© 2014 by James Clark
Alain Resnais is a filmmaker widely revered as a harbinger of the many contemporary filmic launches testing our tolerance for risk and innovation. Unlike many of those he supposedly inspired, his was not a career with much staying power in the limelight. As we prepare to size up his signature (and debut) piece, Hiroshima Mon Amour (1959), we’ll begin with the conundrum of supposed dynamite branding having apparently lost its way, or at least having lost its compellingness. The supposed magic touch, of our film at issue here (produced in association with screenwriter [novelist, playwright, and filmmaker] Marguerite Duras), pertains to his bringing to quite unnerving immediacy an impasse between the two protagonists. Let us posit, for the sake of coming to savor singular energies here (accounting for an early noteworthiness and niche patronage but no significant subscription to his method) which have perhaps not effectively made it on to the global radar, that it is the weight of world-historical inundation which ushers in a type of crisis both devastating and manageable. More succinctly, I’d like to propose that we are not (horrific details and pundits notwithstanding) getting ourselves into the onset of a death march, but instead a joyousness in being under heavy but not impossible fire. Resnais haunts later film not for depiction of hopeless decadence; but instead for getting under its skin the marvel of a daunting competence.
There is at the very beginning of this plunge into feature film work a riveting pulse of cross-cut juxtaposition between lovers close to death in having their lovemaking permanently interrupted by reams of dust and nuclear ash and lovers the sweatiness of which speaks to some form of futurity. The former lovers were a slice of the hapless thousands of residents of Hiroshima on August 6, 1945. The latter are a slice, at the same place 14 years later, of those (like all of us) seeking direction in face of a much older bomb; but a bomb having, at long last, become no longer completely ignorable. This passage shows both scintillation—hungry couples in extreme close-up, with hands, arms, shoulders and upper back in motion and in stillness hearkening to primeval biology. But, very early on in this montage, the biological fast-forwards to human sentience, to carnal consciousness capable of subtle power (recalling thereby the opening of Kubrick’s 2001). First the coming to full potential slips out of the morass of parched earth nearly concealing the first couple. The man’s caresses pass over a configuration that could be facial features (an eye, her mouth) but that seems more likely to be her clothing. From there we hear much more about the second couple, our protagonists, on the brink of offering to us civilizational complexities exploding into an incalculable future. The man introduces a motif that will carry right through to the film’s final second, a line of contentious observation that seems quite out of place with such visually absorbing intimacy: “You saw nothing of Hiroshima. Nothing… What was there for you to weep over?”

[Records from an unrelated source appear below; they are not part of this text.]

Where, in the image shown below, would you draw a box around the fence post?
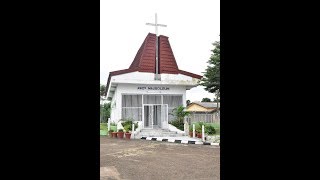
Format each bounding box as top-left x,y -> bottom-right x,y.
108,118 -> 110,132
202,125 -> 204,142
131,123 -> 134,139
192,124 -> 196,138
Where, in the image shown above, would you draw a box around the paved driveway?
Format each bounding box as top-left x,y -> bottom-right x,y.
100,137 -> 220,180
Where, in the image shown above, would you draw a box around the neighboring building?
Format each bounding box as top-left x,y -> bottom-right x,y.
186,101 -> 220,123
106,33 -> 202,129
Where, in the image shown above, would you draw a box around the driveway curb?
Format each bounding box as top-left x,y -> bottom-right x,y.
141,137 -> 220,146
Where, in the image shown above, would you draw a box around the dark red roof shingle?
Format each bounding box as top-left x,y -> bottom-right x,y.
107,33 -> 202,95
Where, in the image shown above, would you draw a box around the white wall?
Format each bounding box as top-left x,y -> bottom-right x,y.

Though drawn to each other in one obvious dimension—the visual tone poem has their sweat drying and then drenching them again as if caught in a tropical downpour—this is a liaison of hidden depths (the kind of topology alert auteurs would recognize to be something to ponder). The optics of the two actors, Emmanuelle Riva and Eiji Okada, further complicate this instantaneous skirmish mounted upon a wave of delicate (even if rather abstract) affection. The deliverer of the discord seems a rather bland, self-possessed young professional (we soon learn he’s an architect, in a place with a very large market for constructs) with a sanguine presence and a kindly demeanor. It is the visitor who presents as edgy, a handsome, youngish woman with large, intense eyes and a formidable expressive range. (We soon learn that she is an actress, in Japan to star in an anti-war, anti-atomic-weapons polemic.) She quickly disputes his going for her jugular in that way, citing the extensive preparation she has put herself through (including four visits to the local museum devoted to conveying the terrible event), and the minutiae of that horror about which she protests her strong commitment to prevent any repetition occurring. “I saw everything. I watched the people, I myself lost in thought… looked at the scorched metal, metal made as vulnerable as flesh…” To further dramatize her ardent possession of the torture, she swings into declaring about feeling like one of the victims (200,000 dead; 80,000 gruesomely maimed). “I was hot in Peace Square. 10,000 degrees in Peace Square. How could you not know it?”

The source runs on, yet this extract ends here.